Emeterra, the Singapore-based agribusiness enterprise set up by Jacob Robbins, the former managing director of global sweeteners at Coca Cola, is in talks with a range of private individual, family offices and high net worth investors about various projects it is planning to launch.
The firm hopes to establish businesses across Asia, Latin America and Sub-Saharan Africa. It focuses on downstream products tied to bioenergy crops such as sugarcane, as well as crops that represent cost-effective sources of starch.
Investments will be made on a project-specific basis, according to Robbins.
“The aspirations of an investor might be product-related or region-specific and some might cut cross a few of them, but for the most part every project will have a unique investor profile,” he told Agri Investor.

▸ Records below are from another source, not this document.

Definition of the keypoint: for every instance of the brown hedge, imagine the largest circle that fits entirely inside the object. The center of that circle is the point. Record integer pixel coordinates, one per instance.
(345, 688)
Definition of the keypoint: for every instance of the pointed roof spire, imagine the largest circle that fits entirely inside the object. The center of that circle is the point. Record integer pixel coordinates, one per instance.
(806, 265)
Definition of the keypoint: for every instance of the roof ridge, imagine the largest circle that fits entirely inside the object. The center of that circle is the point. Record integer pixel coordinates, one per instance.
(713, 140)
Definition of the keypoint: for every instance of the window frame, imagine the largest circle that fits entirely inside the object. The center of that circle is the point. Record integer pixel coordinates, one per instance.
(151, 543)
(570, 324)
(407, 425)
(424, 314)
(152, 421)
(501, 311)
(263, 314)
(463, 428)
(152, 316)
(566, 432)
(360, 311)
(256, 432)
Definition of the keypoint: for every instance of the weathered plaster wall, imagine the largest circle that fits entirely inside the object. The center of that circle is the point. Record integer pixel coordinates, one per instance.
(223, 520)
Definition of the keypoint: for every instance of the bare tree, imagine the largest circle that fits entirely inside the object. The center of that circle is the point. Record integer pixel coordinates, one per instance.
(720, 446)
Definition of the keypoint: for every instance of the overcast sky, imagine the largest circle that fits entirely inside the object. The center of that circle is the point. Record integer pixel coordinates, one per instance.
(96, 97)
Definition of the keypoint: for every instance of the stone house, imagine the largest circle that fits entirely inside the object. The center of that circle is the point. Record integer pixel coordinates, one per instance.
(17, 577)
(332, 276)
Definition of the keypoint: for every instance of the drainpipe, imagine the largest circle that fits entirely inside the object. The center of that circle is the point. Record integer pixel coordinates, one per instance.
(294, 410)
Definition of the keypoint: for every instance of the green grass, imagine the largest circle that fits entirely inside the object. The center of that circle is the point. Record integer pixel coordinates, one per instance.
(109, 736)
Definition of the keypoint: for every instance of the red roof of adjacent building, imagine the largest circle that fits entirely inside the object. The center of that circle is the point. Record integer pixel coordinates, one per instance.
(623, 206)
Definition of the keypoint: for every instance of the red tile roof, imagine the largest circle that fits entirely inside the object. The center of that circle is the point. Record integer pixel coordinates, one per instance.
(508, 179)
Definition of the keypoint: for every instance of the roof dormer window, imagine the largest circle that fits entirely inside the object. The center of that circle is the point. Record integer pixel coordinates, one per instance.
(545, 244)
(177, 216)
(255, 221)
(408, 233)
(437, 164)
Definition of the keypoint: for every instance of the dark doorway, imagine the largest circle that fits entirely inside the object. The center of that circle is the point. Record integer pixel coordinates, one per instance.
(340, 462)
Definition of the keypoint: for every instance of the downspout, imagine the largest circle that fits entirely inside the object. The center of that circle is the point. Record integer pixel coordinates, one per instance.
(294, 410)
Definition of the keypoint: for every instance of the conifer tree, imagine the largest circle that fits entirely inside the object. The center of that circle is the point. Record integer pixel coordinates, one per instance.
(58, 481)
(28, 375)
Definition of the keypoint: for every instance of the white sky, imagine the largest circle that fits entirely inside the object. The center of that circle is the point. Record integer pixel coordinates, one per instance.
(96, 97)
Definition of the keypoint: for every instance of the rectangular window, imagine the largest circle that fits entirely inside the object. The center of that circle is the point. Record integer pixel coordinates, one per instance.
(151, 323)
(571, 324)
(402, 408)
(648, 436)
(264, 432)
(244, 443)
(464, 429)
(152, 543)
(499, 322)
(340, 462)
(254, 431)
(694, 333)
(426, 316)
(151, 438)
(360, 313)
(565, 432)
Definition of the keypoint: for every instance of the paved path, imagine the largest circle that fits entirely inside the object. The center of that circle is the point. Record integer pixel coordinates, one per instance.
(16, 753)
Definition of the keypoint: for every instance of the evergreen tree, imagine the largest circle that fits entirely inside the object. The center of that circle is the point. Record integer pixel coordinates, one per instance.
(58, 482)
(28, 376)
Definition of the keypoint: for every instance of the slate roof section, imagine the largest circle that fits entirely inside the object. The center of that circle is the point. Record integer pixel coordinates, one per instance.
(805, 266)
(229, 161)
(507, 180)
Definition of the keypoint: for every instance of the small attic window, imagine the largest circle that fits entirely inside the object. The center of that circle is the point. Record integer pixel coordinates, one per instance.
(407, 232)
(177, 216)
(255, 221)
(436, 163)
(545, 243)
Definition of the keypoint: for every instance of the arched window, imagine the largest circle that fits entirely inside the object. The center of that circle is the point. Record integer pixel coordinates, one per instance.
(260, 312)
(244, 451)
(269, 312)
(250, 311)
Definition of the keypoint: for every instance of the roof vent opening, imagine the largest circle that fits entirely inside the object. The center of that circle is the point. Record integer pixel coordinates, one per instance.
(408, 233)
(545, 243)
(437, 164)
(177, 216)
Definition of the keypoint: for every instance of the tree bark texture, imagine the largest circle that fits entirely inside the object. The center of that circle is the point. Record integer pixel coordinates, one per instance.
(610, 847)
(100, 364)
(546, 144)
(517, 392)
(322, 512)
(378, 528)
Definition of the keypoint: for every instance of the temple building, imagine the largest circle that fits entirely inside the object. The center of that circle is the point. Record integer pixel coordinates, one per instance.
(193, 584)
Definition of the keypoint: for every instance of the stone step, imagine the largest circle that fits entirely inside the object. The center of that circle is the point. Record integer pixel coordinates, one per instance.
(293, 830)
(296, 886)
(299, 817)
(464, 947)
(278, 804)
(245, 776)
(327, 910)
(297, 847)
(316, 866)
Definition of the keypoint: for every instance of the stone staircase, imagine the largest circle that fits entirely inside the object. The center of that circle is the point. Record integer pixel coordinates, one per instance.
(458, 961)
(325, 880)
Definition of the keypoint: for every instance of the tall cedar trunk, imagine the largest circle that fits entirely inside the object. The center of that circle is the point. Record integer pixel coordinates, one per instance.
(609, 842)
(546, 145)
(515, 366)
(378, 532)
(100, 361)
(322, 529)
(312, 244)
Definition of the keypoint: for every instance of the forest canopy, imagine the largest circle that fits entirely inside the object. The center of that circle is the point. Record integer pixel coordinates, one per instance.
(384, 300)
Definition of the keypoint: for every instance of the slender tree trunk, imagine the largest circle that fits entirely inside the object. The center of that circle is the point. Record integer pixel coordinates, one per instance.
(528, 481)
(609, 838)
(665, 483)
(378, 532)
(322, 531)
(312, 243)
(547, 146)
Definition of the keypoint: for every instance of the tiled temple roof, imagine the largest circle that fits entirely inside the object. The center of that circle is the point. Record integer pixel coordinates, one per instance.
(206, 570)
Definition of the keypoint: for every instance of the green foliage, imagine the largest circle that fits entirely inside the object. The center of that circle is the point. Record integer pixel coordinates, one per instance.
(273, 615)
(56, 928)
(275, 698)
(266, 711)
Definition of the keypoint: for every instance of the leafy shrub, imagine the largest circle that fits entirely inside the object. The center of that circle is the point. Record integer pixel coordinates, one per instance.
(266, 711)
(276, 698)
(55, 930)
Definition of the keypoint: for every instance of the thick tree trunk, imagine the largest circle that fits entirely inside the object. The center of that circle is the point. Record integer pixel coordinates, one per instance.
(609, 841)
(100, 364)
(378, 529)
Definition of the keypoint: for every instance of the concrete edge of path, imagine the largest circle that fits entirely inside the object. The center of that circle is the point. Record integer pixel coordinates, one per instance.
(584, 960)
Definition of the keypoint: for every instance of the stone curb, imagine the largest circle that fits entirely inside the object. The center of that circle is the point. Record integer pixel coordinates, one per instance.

Emeterra will maintain an equity stake in each project. The firm is targeting between three and four investors for each project, although it very much depends on its size and scope. Projects will most likely be up to $100 million in size although some will be more; the firm is looking at a $500 million sugar facility project in Brazil, for example.
The model is based on leasing and aggregating land for the production of agricultural raw materials, but also on using innovative agricultural technology to improve production and convert some crops into energy such as bioethanol, according to Robbins.
For this reason Emeterra is actively involved in the agtech sector, where it is partnering with several promising companies and research institutions.
“There have been lots of great agtech ideas but there has not been very much capital behind them. As a result, the level of innovation in the sector has been incremental, but low,” he said. “We don’t want to believe that we can solve the world’s problems but we can do a few things that could be game changing, especially as far as planting sugar and certain energy crops are concerned.”
As the technology side of the business develops and expands, working alongside venture capital firms is likely, Robbins added.
A Brazilian sugar facility is one potential project on the horizon. It will grow sugar cane on drip irrigation, which is relatively rare in Brazil, and hopes to use tissue culture technology to improve the crop yields. These factors on top of the tax advantages for local industrial customers of sugar make an interesting combination and an attractive investment prospect, according to Robbins.
Across the projects globally, local and regional businesses are expected to offtake a significant portion of the firm’s produce. All projects will have stringent traceability and sustainability policies in place.
“Sustainability and traceability have not always been seen as must-dos in agribusiness as they can be tough. In the past they were seen to detract from business and add to cost,” said Robbins. “However, there is now an understanding that what is good for the environment is ultimately good for business. It resonates with customers and more people want it.”
“Consumer perceptions are shaping the needs of the industrial customers that serve them and this in turn drives the demands being made on the processers and producers of agricultural produce. We are well-positioned to capture real value from what is not a fad or a trend, but rather a fundamental shift in how agribusiness will need to be run.”
Robbins also acts as senior advisor to Olympus Capital, an Asia-focused private equity firm that has been investing across the region for over 16 years. Olympus Capital has a track record in three key industry sectors – agribusiness & resources, financial and business services and environmental & clean energy. Robbins is working on a range of agricultural processing opportunities.